Date: July 21, 1952
Location: Kern County, Ca
The Kern Country earthquake was the largest experienced in the United States after the 1906 quake in San Francisco. There was a significant amount of damage caused by the earthquake. It resulted in the loss of 12 lives and approximately $60 million worth of property damage. The area where the earthquake hit was southeast of Bealville on the Southern Pacific Railroad and an MM intensity of XI was assigned to the area.

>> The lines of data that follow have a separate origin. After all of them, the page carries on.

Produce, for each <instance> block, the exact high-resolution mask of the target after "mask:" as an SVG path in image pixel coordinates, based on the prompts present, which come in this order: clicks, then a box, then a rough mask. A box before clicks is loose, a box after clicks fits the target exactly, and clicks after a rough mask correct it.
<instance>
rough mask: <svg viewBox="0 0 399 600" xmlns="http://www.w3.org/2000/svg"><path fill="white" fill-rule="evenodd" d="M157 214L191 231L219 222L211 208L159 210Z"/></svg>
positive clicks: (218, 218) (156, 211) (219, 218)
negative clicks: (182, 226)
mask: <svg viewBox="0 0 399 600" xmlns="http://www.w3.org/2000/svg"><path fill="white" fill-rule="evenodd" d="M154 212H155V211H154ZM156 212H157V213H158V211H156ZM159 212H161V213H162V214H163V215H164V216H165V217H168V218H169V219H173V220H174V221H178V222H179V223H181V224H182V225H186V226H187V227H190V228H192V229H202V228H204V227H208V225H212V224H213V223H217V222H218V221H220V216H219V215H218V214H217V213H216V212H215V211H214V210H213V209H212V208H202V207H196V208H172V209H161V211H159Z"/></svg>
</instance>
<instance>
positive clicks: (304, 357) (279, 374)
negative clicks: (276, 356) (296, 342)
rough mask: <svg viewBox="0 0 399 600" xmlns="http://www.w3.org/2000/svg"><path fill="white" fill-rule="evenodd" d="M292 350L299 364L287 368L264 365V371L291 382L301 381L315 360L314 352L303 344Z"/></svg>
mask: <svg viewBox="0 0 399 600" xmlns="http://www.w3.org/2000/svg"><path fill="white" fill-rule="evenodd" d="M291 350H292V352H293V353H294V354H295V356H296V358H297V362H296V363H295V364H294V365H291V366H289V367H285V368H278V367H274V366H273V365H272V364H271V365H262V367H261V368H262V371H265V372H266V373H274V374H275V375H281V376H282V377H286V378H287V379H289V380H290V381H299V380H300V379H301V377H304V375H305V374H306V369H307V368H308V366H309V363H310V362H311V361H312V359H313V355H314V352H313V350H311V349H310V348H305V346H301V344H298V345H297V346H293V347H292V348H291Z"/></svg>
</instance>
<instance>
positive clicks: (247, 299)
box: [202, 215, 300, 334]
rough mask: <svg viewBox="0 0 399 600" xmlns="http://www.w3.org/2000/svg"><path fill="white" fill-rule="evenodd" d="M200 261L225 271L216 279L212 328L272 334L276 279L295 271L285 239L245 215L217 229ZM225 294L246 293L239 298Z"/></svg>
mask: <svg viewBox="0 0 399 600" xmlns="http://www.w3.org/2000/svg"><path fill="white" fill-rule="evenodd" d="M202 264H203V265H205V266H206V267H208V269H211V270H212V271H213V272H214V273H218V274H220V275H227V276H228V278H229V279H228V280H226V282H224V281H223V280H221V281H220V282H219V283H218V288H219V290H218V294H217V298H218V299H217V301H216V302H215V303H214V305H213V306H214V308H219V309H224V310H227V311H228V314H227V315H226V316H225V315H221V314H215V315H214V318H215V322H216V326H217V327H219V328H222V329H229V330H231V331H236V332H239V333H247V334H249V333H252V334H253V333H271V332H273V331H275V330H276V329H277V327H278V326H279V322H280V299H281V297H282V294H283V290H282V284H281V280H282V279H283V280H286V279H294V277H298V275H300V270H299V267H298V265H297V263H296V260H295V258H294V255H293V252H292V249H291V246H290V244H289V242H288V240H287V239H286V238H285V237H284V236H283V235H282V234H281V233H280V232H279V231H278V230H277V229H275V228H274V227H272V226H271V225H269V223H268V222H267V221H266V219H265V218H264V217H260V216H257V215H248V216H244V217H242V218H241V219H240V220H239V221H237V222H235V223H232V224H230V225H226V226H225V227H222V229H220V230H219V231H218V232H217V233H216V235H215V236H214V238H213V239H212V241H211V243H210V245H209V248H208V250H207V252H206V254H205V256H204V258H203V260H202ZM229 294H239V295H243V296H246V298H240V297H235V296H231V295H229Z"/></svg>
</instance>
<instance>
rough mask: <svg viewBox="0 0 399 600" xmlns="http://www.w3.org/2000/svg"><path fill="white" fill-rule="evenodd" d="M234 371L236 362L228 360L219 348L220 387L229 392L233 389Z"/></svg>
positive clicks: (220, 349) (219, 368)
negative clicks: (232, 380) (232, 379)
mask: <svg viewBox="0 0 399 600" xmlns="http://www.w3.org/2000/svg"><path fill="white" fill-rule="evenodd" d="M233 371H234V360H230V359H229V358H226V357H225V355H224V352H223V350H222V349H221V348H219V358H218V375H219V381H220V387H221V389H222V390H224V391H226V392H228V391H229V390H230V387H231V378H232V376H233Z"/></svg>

Damage to Lives and Property
The effects of the disaster included the following: cracked tunnels with walls 46 centimetres thick made with reinforced concrete; shortened distance between two tunnel portals by 2.5 meters and twisted train rails into the curves with an S-shape. Damage was also caused 160 kilometres from the epicentre as brine lines were twisted into S-shapes and salt beds were shifted. The tremendous power of the earthquake was evident in its impact on Bear Mountain which showed a series of surface ruptures. The surface ruptures were noted in the White Wolf Fault Zone. The valley with its badly integrated alluvium showed erratic cracks and was reconfigured to a great extent. It is apparent that Bear Mountain itself moved up in a northward direction. Damage was caused in the San Joaquin Valley that was situated southwest of Arvin. The ground cracked and led to the partial collapse of a residence due to its concrete foundation splitting. There was slumping and caving of the ground which led to cotton rows being moved by over 30 centimetres and the pavement of a highway crumpling by over 300 meters. Further damage was noted east of Caliente where a huge crack was seen. The crack was over 60 centimetres deep and approximately 1.5 meters wide at its largest point. Damage was observed on the State Highway 58 which was then called U.S. Highway 466. A large part of the highway was cracked and crushed and in the mountainous regions of the highway, fill areas moved a few centimetres in certain places and up to 30 centimetres in the most affected areas. Ground northeast of the highway was displaced by approximately 60 centimetres vertically and approximately 45 centimetres horizontally. There was significant property damage in several populated cities and damages were noted in Arvin, Bakersfield and Tehachapi. Poorly built buildings and adobe constructions were cracked and some collapsed.
Tehachapi was one of the hardest hit cities and many of its brick and adobe building were affected. There was also a significant loss of life in the city due to the earthquake and 9 people were killed. A total of 3 people were killed in the other cities that were affected by the earthquake.
Bakersfield was not as badly affected as the other cities and the majority of the damage was limited to parapet failure. Many brick building were cracked and older buildings were damaged. In contrast to the relatively moderate damage in the city, the Kern County General Hospital was severely damaged. Many high rise structures made with steel and concrete sustained damage mainly on the first floor. The property damage caused in Arvin was similar to that caused in Bakersfield.
Long Period Wave Effects
The long period wave effects of the Kern County earthquake were widespread and was reported from as far away as Los Angelis were non-structural damage to tall building was observed and water splashed in swimming pools. Similarly, in the San Francisco area, water splashed in pressure tanks that were on top of tall buildings. One building sustained damage in San Diego. Furthermore, a building under construction in Las Vegas, Nevada required realignment of the structural steel. The shock of the quake was felt in parts of western Nevada, western Arizona, California, Sterling City and Phoenix. Furthermore, aftershocks were recorded by the California Institute of Technology in Pasadena. Accordingly, 188 4.0 or higher aftershocks were recorded.
However, in comparison to the Long Beach earthquake of 1933, it can be concluded that property damage was not quite as severe in the Kern County earthquake of 1952. While the Long Beach earthquake threw many buildings off their foundations, the Kern County earthquake mainly caused serious damage to wood frame structures.